According to an analysis of Class I drug recalls made over nine years, many of the FDA-approved products that were recalled during that period weren’t actually medications for diseases and other medical conditions. Rather, they were “adulterated dietary supplements,” such as sexual enhancement, body building, and weight loss pills.
Of the 465 recalled drugs examined in the study, 237 were supplements, and the actual number of recalled supplements is likely much higher considering that the study was limited to only one drug class. The findings led researchers to call for “more stringent enforcement” of rules governing the dietary supplement industry, as well as additional regulations for those products that more closely follow the standards used for pharmaceutical drugs. Supplements currently don’t have to undergo the same rigorous safety trials as medication does, leading some public health advocates to worry that unsafe products may be bypassing scrutiny before being released into the market.

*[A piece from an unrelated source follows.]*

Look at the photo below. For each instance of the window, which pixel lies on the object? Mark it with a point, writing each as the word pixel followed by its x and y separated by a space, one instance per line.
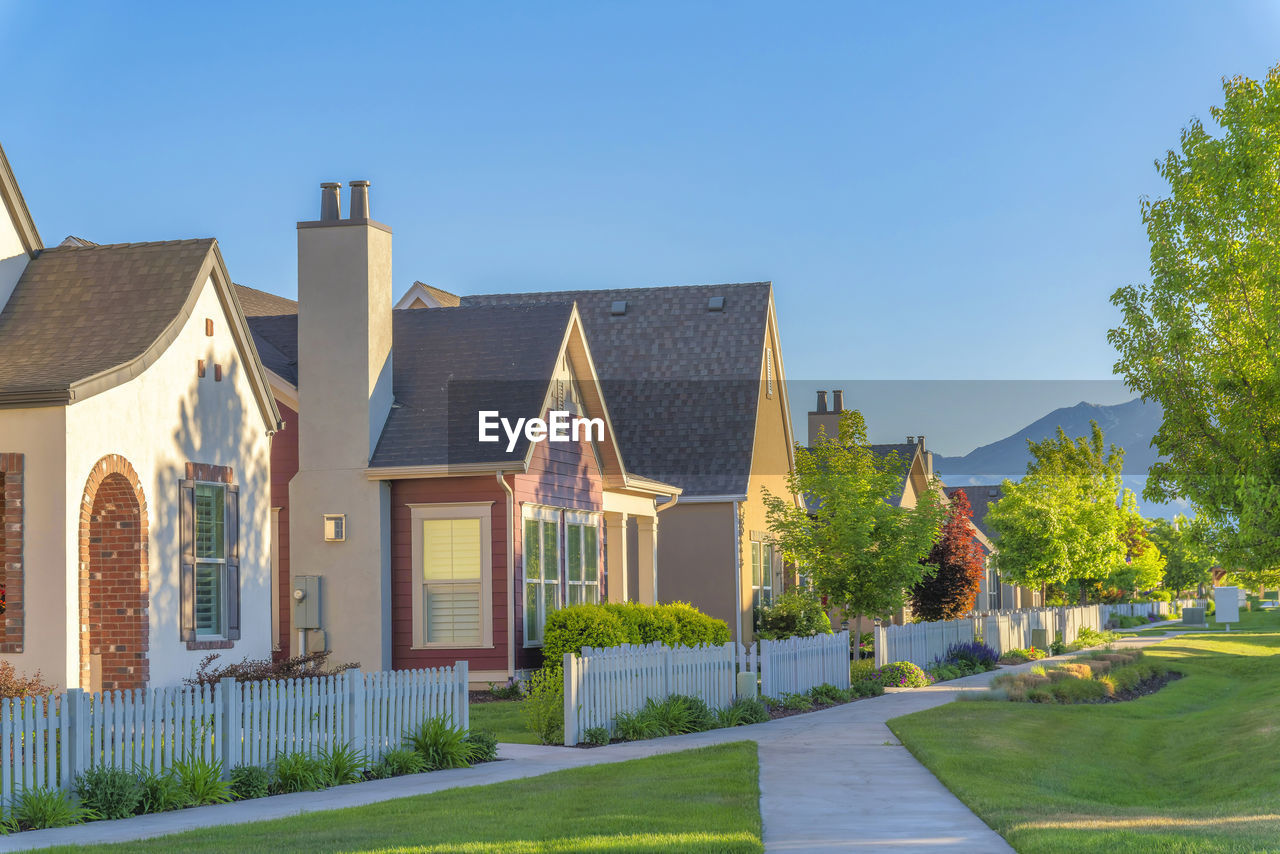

The FDA’s comparatively lax regulation of supplements has sparked some recent controversy over energy products like Monster and 5 Hour Energy. Although those drinks have sent Americans to the emergency room by the thousands, the FDA still doesn’t have much oversight over them. Energy products may contain little-known ingredients such as taurine without manufacturers being forced to prove their safety.
This lack of prospective testing leads to a dynamic in which unsafe products often aren’t identified before they’re available for purchase and have already caused consumers medical harm. For example, the FDA finally issued a warning for the common workout supplement ingredient DMAA just this week after concluding that it may lead to an unhealthy rise in blood pressure. That warning — which doesn’t have enforcement power behind it, since it’s just an “advisory” statement and not a formal recall — was issued after the ingredient was legally used in products that are widely available at stores like GNC and the Vitamin Shoppe for over half a decade. During that time, the FDA received at least 86 reports of associated health concerns with products that use DMAA, including at least five deaths.
More stringent safety testing requirements before DMAA’s general use might have revealed potential problems with the chemical at a much earlier stage — and that could very well extend to the rest of the FDA-recalled dietary supplements as well.